Lebanon Enterprise, April 1, 2016
School board unanimously approves recallable nickel
By Stevie Lowery
It was standing room only at the Marion County Board of Education’s special-called meeting Thursday evening, March 31, when the board unanimously passed the recallable nickel.
“It’s going to cost us $40 million to upgrade our facilities,” Board Member Kaelin Reed said during Thursday’s meeting. “The only way for the foreseeable future that we can do this is by segregating funds with the nickel tax. Is this a plan of last resort? Yes. We are at that point. We are at that point to take a drastic measure.”
Reed then made a promise to the community.
“I will pledge to this community that I will not ask for an additional tax and I won’t support any additional tax during my tenure on this board,” he said. “If we can do the nickel now, we can fix our facilities problems. I will not support another tax raise for the next three years if we can get this done this year.”

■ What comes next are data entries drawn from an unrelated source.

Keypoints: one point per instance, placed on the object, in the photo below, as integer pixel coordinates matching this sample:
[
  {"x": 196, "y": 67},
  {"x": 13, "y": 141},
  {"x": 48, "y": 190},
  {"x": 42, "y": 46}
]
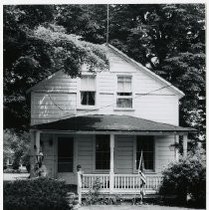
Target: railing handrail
[{"x": 96, "y": 175}]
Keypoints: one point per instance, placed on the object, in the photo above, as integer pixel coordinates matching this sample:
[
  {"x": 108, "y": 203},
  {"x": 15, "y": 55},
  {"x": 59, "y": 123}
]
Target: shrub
[
  {"x": 11, "y": 170},
  {"x": 186, "y": 177},
  {"x": 35, "y": 194}
]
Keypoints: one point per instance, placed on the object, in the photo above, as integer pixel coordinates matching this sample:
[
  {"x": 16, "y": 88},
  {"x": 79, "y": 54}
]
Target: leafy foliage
[
  {"x": 17, "y": 147},
  {"x": 167, "y": 38},
  {"x": 187, "y": 177},
  {"x": 34, "y": 51},
  {"x": 35, "y": 194}
]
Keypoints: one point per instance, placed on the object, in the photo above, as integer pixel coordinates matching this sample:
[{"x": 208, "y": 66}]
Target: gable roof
[
  {"x": 112, "y": 123},
  {"x": 146, "y": 70},
  {"x": 130, "y": 60}
]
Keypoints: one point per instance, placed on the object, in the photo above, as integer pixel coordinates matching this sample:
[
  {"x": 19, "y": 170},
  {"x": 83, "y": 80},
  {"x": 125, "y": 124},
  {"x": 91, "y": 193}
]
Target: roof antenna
[{"x": 108, "y": 22}]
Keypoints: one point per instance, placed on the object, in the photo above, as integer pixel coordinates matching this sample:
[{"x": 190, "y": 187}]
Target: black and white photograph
[{"x": 104, "y": 106}]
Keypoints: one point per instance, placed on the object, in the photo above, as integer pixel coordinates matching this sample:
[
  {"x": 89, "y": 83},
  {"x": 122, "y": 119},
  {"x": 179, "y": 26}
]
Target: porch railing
[{"x": 122, "y": 182}]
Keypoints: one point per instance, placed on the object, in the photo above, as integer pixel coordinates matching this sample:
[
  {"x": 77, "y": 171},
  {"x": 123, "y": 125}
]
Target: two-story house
[{"x": 103, "y": 121}]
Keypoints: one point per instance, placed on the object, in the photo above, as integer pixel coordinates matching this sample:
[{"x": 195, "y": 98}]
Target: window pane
[
  {"x": 102, "y": 152},
  {"x": 145, "y": 143},
  {"x": 88, "y": 83},
  {"x": 124, "y": 102},
  {"x": 124, "y": 84},
  {"x": 65, "y": 154},
  {"x": 88, "y": 98}
]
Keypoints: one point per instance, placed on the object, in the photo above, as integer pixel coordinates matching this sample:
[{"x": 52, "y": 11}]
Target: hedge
[
  {"x": 36, "y": 194},
  {"x": 186, "y": 179}
]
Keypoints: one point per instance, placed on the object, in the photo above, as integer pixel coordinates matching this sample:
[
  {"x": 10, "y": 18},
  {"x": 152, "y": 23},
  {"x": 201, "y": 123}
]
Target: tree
[
  {"x": 16, "y": 147},
  {"x": 170, "y": 40},
  {"x": 34, "y": 48},
  {"x": 167, "y": 38}
]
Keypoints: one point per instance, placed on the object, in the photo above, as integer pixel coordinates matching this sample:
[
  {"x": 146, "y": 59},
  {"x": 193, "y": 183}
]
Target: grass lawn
[
  {"x": 131, "y": 207},
  {"x": 15, "y": 176}
]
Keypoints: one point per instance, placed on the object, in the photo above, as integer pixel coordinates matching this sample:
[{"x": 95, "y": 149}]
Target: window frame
[
  {"x": 135, "y": 167},
  {"x": 79, "y": 90},
  {"x": 124, "y": 97}
]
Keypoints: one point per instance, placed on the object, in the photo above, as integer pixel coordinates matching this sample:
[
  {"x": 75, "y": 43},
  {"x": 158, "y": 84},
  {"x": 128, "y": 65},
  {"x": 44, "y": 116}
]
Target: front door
[{"x": 65, "y": 154}]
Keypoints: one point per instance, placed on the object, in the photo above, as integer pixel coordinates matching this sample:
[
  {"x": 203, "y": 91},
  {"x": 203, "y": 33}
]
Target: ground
[
  {"x": 131, "y": 207},
  {"x": 14, "y": 176}
]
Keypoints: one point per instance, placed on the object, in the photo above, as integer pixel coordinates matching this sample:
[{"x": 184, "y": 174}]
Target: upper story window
[
  {"x": 88, "y": 91},
  {"x": 124, "y": 92}
]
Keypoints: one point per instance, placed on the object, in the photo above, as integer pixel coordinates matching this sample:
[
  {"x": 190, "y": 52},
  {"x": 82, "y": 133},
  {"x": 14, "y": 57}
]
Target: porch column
[
  {"x": 37, "y": 142},
  {"x": 176, "y": 149},
  {"x": 184, "y": 145},
  {"x": 112, "y": 145}
]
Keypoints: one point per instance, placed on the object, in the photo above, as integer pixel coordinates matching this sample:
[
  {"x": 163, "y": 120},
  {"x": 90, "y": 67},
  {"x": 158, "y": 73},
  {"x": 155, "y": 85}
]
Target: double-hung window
[
  {"x": 124, "y": 92},
  {"x": 88, "y": 91},
  {"x": 102, "y": 152},
  {"x": 145, "y": 144}
]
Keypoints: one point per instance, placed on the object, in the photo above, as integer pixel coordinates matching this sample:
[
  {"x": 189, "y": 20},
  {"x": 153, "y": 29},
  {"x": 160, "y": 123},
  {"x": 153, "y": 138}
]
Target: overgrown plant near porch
[
  {"x": 186, "y": 180},
  {"x": 36, "y": 194},
  {"x": 93, "y": 194}
]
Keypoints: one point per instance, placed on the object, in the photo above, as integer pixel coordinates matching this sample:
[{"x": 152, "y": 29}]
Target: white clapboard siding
[
  {"x": 163, "y": 153},
  {"x": 56, "y": 98},
  {"x": 59, "y": 82},
  {"x": 46, "y": 107},
  {"x": 124, "y": 154}
]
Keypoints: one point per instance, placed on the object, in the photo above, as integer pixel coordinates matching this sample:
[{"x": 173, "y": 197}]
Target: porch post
[
  {"x": 112, "y": 145},
  {"x": 184, "y": 145},
  {"x": 176, "y": 149},
  {"x": 37, "y": 142}
]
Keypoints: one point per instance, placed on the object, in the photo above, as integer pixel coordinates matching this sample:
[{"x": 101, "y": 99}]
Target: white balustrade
[
  {"x": 122, "y": 182},
  {"x": 89, "y": 180}
]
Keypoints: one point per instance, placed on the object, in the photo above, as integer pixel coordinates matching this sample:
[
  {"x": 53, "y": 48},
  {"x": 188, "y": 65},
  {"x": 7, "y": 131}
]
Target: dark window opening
[
  {"x": 145, "y": 143},
  {"x": 103, "y": 152},
  {"x": 65, "y": 154},
  {"x": 88, "y": 98}
]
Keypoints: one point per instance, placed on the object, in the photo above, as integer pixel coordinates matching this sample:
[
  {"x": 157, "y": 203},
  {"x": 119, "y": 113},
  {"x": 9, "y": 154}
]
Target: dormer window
[
  {"x": 88, "y": 91},
  {"x": 124, "y": 92}
]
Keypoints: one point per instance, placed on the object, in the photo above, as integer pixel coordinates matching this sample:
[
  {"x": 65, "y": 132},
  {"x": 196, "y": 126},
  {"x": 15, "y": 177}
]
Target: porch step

Board Chairman Mike Cecil and Board Member DeLane Pinkston followed Reed’s lead and said they would also make the same pledge. However, both Cecil and Pinkston are up for election this year.
“It’s not the politically wise thing for me to do, but I’m going to do it anyway,” Pinkston said.
The board adding a nickel to its tax rate would add 5 cents per $100 in property to the county’s property taxes. The funds generated by the nickel tax can only be used for renovation of facilities and construction. The nickel would increase the district's bonding capacity from $5.5 million to more than $19 million, according to school officials. If the state equalizes, or matches, the revenue generated by the nickel, the district's bonding capacity would climb to more than $26.5 million, which would be more than enough to build two new elementary schools in a year.
The Marion County Board of Education passed the nickel in 2007, but it faced opposition when Randall Lawson, Richie Lee, Wallace Parrott, Robby Shewmaker and Robert Darrell Shewmaker, all of Lebanon, formed a committee to petition to have the nickel put to a vote by the general public. They were successful in their efforts, and more than 50 percent of Marion County voters voted against the recallable nickel during the 2008 General Election. As a result, the nickel was not added to the tax rate for Marion County schools.
Public can petition...
The recallable nickel creates an opportunity for the public to petition the proposed tax increase.
Members of the public who are opposed to the recallable nickel can file a petition with the Marion County Clerk. If enough eligible voters sign the petition, the recallable nickel would be put to a public vote.